By Brad Harbison

PCT announced James Beck, a pest control inspector, naturalist and field biologist with the New Orleans Mosquito, Termite, and Rodent Control Board (NOMTRCB), as the winner our 17th annual Best Pest Photo Contest. Beck wins $500 from PCT for his winning photo of the beetle Strategus aloeus, which he captured after he was done conducting a bird survey in extreme northern Louisiana.

“What I like the most about the picture is that it is of a wild specimen, not one taken in captivity,” he said.

James Beck

After his bird work was done, Beck, an insect enthusiast, would look for other subjects to photograph. “Each night, I would run mercury vapor and high-intensity black lights to attract insects. Among many other interesting species that came into my lights, this aloeus was one of the best specimens. It hung around until the next morning, so I was able to get a day shot with natural light.”
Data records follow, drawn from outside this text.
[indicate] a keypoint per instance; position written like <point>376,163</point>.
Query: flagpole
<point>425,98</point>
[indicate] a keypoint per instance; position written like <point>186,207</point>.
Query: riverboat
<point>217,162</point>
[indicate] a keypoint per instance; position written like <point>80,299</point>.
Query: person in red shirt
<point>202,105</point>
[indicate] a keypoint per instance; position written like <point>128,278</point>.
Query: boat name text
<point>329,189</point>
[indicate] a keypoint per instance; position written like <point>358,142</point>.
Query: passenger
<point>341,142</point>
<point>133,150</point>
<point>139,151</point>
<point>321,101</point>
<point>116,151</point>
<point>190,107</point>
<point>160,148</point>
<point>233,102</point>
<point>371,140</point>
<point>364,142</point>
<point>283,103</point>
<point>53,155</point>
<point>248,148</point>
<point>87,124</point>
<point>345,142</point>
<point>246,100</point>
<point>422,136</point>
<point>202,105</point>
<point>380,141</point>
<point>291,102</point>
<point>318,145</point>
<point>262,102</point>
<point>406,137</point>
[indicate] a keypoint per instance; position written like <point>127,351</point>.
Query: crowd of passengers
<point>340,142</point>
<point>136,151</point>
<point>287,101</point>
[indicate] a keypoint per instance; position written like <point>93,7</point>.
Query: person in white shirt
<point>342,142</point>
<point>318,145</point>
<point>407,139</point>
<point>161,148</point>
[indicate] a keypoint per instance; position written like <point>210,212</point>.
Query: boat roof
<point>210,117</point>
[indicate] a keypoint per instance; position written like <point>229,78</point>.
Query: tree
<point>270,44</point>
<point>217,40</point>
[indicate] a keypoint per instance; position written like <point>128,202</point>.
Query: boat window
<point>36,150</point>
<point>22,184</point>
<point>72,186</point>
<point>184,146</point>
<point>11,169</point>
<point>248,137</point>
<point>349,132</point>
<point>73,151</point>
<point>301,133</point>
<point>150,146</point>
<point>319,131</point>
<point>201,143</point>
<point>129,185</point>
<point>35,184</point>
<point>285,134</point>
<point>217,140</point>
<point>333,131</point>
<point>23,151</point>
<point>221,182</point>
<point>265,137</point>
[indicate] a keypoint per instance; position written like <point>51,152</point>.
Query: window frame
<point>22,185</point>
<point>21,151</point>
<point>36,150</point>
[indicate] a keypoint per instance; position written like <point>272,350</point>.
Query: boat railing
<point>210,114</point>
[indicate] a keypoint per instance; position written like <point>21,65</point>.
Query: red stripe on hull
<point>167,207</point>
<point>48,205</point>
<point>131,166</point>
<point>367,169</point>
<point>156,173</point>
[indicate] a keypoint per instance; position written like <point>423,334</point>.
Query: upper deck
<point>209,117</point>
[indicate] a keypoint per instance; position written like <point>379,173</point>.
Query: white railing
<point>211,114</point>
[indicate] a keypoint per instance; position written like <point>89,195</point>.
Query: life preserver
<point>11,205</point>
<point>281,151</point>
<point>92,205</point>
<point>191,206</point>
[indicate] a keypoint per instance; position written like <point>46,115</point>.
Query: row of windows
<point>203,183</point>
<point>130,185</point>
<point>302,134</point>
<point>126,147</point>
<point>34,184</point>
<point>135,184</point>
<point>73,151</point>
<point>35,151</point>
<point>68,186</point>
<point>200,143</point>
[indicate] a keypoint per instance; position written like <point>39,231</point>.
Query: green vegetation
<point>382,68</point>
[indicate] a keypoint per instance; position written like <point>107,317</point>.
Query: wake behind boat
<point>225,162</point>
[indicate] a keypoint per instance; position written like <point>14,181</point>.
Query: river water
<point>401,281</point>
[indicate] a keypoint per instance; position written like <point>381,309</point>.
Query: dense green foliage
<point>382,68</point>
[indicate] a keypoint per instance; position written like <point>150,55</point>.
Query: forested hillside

Beck captured this photo using a Nikon D90 with a Nikon micro 40-millimeter macro lens. No special effects were used, but Beck said, “a large aperture was obtained at shooting with a small f-stop setting, thus the clean foreground and blurred backdrop.”

These details were noted by one of PCT’s judges, who wrote, “Wonderful image. It’s as if the front of the insect is in focus and the rest of the insect is less in focus; great colors and very sharp.” A similar comment from a different judge stated, “Love how shiny the pest is. Really great framing of the pest.” A third judge wrote, “From the angle it was taken, the front of the beetle reminded me of a Triceratops dinosaur.”

Beck has been employed at NOMTRCB since October 2017 and has been involved in field biology in one form or another for more than 25 years.

Beck said the Strategus aloeus is one of the largest beetle species in Louisiana. “Larvae feed on root systems and adults feed on fruit and flowers. Decaying fruit is one good way to attract numerous species of scarab beetles, including this one. Some damage from the larvae is occasionally a pest issue, if they feed on the root systems of ornamental garden plants or lawns, but this is not a widespread problem for the most part.”

PCT received dozens of entries in this year’s competition. In addition to Beck’s winning photo, the 10 finalist photos are included in the photo review that appears below.

Finalist Photo: A giant robber fly that is taking advantage of a dampwood termite swarm. Photographer: Jack Scarbrough, service manager, Pest Tech, Florence, Ore.
Finalist Photo: Honey bees (Apis mellifera) on a honeycomb. Photographer: Courtney Powell, marketing director, Gregory Pest Solutions, Greenville, S.C.
Finalist Photo: A praying mantis photographed at Turner Pest Control’s Jacksonville, Fla., office. Photographer: Wade Wilson, CPC branch manager, Turner Pest Control
Photo: Green lynx spider with egg sac. Photographer: Mark VanderWerp, manager of education and training, Rose Pest Solutions, Troy, Mich.
Finalist Photo: Two Camponotus ants tending a tree hopper (Membracidae) on a leaf. Photographer: Ed Freytag, New Orleans Mosquito, Termite, and Rodent Control Board
Photo: Blow fly beautifully displayed on a milkweed flower at the University of Missouri Extension Center in St. Peters, Mo. Photographer: Bob Richardson, McCarthy Pest and Termite Control, St. Charles, Mo.
Finalist Photo: Leaf-footed bug (aka, assassin bug) photographed in The Republic of Panama. Photographer: Blake Spurlin, service coordinator, Truly Nolen, Jacksonville, Fla.
Finalist Photo: Spiketail Dragonfly (Cordulegastridae) Photographer: Ben Harl, Cardinal Professional Products
Finalist Photo: A mosquito with no common name but the species name is Sabethes cyaneus. It is part of colony at the Salt Lake City Mosquito Abatement District Laboratories. Photographer: Stephen Doggett, director of the Department of Medical Entomology at Westmead Hospital in Sydney, Australia
Finalist Photo: Garden orb spider eating a cicada in the photographer’s backyard. Photographer: Amber Carr, Mares Exterminating, Poquoson, Va.